Battle of the Dumplings: Moira vs. Nine05
Let me guess: when you're looking for comfort food, Asian cuisine doesn't exactly pop to the top of the list. While yummy, sushi lacks the warm, tummy-nurturing sensation that comes with mac n' cheese or Aunt Sally's meatloaf. But there are a few Asian dishes that easily calm frazzled nerves after a hard day. My favorite? Dumplings.
For this week's Chow Bella, I sampled two very different dumplings in hopes that one would imbue the stomach and the spirit with zen.
In One Corner: Moira Sushi
215 E. McKinley, Suite 102 in Phoenix
Hmm...something seems fishy about these dumplings.
I arrived at Moira during the tail end of lunch hours and was greeted by a fun, young server with a wild mane of black and turquoise spikes. She told me I had the pick of any seat in the house, since there wasn't a customer in sight. Not a good omen.
Moira is quite lovely and modern, with sleek black and chrome furnishings and a large sushi bar in the middle of the space. Huge windows surround the dining area, letting daylight in to brighten up the dark walls, which range from grey cinderblock to checker patterned to mahogany wood.
Moira offers several types of dumplings including shu mai and gyoza. I opted for the edamame shu mai, described as "crispy dumplings stuffed with white fish and soy beans," figuring they would do double duty to satisfy cravings for salted edamame and sushi.
Six small dumplings arrived skewered and prettily arranged atop cabbage slaw. The plate looked so festive, I was oddly reminded of the Fourth of July sparklers that used to garnish birthday desserts at some local restaurants before Phoenix fire codes quashed that tradition. Even if I wasn't there to do a Battle of the Dishes, I would've felt compelled to take a picture. I adore pretty food, don't you?

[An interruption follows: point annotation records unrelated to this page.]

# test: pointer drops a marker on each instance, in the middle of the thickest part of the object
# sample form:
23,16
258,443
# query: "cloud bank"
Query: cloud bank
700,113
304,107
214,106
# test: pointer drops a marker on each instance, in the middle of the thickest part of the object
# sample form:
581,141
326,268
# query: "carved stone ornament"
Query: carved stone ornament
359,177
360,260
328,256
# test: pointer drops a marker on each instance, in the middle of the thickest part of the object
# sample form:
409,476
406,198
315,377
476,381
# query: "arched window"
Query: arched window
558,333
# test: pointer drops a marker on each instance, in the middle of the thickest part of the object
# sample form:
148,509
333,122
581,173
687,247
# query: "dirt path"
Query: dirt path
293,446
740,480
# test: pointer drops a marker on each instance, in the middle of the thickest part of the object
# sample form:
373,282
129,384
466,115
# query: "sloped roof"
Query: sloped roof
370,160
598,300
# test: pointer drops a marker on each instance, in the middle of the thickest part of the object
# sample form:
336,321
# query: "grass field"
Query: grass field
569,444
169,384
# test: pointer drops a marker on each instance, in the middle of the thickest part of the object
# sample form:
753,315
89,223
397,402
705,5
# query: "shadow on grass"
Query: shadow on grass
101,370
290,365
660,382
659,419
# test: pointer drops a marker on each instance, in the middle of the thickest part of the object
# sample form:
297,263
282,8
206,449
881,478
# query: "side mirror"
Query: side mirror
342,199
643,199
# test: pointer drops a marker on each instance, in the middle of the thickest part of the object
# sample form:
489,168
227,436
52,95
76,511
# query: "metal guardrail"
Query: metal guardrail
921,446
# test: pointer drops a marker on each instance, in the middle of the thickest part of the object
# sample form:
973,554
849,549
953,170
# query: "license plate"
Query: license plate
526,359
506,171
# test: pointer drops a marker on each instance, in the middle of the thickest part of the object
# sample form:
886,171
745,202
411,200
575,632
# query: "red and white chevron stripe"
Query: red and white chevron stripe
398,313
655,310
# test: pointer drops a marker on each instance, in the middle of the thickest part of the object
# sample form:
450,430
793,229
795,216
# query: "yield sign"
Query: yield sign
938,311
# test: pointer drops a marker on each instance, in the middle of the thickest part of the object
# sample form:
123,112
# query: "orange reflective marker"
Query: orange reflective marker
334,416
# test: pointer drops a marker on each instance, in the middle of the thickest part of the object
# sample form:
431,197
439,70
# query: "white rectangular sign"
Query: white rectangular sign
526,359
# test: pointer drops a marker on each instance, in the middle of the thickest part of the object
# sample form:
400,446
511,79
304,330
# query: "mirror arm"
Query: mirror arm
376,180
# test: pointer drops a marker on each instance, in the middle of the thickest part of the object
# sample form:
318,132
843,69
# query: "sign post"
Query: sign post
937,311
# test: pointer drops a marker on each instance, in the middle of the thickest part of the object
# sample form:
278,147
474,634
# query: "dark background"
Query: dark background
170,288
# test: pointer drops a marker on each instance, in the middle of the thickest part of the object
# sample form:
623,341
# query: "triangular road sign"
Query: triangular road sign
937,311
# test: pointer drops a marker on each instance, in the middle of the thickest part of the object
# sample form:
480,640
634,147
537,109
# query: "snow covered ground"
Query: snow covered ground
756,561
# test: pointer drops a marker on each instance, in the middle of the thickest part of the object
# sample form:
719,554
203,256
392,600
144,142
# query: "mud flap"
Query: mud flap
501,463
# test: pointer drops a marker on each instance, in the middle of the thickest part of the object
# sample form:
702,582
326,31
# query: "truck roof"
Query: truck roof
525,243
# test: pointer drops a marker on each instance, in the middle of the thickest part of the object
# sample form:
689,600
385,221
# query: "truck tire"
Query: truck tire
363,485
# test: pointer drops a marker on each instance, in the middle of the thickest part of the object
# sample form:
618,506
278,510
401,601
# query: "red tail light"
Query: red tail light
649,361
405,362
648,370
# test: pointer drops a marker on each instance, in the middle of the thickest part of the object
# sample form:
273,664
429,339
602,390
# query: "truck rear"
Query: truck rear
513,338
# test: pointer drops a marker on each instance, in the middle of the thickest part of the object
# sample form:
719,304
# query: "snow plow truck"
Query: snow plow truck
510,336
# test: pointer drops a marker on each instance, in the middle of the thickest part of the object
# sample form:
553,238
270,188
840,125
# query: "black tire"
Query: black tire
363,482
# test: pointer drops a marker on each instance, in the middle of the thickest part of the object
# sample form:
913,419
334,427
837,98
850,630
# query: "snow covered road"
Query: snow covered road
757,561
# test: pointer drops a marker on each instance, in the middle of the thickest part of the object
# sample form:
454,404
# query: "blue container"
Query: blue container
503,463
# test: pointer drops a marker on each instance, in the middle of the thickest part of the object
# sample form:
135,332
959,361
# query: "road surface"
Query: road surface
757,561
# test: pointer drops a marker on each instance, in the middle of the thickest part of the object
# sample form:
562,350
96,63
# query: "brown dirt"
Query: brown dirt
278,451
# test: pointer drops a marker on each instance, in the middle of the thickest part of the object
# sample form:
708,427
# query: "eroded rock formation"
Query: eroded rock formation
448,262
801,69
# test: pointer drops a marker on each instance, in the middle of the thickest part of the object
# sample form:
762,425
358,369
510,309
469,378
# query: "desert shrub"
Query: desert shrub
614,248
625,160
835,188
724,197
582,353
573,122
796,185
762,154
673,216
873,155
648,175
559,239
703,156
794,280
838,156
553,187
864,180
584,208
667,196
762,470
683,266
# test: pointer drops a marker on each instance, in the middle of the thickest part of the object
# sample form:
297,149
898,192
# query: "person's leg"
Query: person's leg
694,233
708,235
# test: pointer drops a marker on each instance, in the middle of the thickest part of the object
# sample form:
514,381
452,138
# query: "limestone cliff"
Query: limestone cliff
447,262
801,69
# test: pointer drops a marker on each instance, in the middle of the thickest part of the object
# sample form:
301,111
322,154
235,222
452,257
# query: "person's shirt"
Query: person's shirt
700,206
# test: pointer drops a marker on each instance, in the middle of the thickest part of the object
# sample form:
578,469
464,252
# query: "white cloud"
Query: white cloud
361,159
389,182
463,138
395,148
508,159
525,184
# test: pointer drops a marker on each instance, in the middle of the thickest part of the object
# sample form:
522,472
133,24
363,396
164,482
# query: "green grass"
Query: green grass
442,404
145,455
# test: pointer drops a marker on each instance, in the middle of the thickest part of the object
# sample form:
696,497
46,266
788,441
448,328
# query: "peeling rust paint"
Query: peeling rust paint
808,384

Eventually, I gave in and bit into the crisp brown shell of one of the dumplings, with a mixed reaction. The outside was cooked perfectly, crisp and chewy with a nice subtle wonton flavor. The soybeans gave the dumplings an earthy, slightly salty flavor. But the texture of the filling was too gummy/pasty, and the fish was a little "fishy."
It's always better when fish has that clean, crisp taste that you associate with high-quality sushi, rather than tasting like an aquarium. In Moira's defense, very fresh fish is hard to find in Phoenix. I mean, we are a landlocked desert city. Taking that into consideration. Moira's dumplings get a solid B, mainly for the deliciously crispy exterior and the pleasant addition of well-cooked soybeans.
In the Other Corner: Nine|05 Modern Asian
905 N. 4th St. in Phoenix
These dumplings made us use a Food Network buzzword. Sigh.
Matt Carter's trendy Nine05 Asian eatery popped up following the demise of the ill-fated Fate restaurant, and has been a downtown hotspot ever since. It's located in a historic house on 4th St., which means charming details like exposed brick walls and beamed ceilings are a given.
arge mirrors hang on the interior walls to help expand the space, but without the additional square footage provided by the patio, Nine05 would be tiny. That's because the bulk of the space is taken up by the completely open kitchen, where you can spy Matt or Chef Jay Bogsinske busily firing up the wok or cooking noodles on the stove.
Nine05 has a dedicated dumpling section of their menu, with four types available including vegetable, crispy duck with sweet n' sour, and chicken with mushroom. We opted for the latter, which sounded comforting and familiar. What my dining companion and I got was totally unexpected.
Three large dumplings arrived in a large, shallow bowl garnished with parsley, green onion and red pepper. Whole, cooked mushrooms were scattered throughout. At first glance, it looked more like a traditional Italian pasta dish -- ravioli con i funghi -- than Asian dumplings. But the dumplings were swimming in a light mushroom and fermented black bean broth drizzled with a touch of chili oil.
My partner and I dug into the plate and were immediately underwhelmed by the taste -- oddly enough, not in a bad way.
"This is so subtle, but delicious," my companion remarked. "The broth alone is just so...so...ok, I hate to use a Food Network buzzword, but I'm gonna say it. This dish has umami!"
At that declaration I giggled, but he was right. Umami, a Japanese word that approximates "savory" was the perfect descriptor for this earthy, salty broth. It truly captured the essence of the word. The dumplings were soft and melty, with a chunky filling of diced chicken and mushrooms that again had a very subtle flavor. No heavy-handed American spices to overwhelm the palate. These dumplings definitely comforted our souls, and our tummies.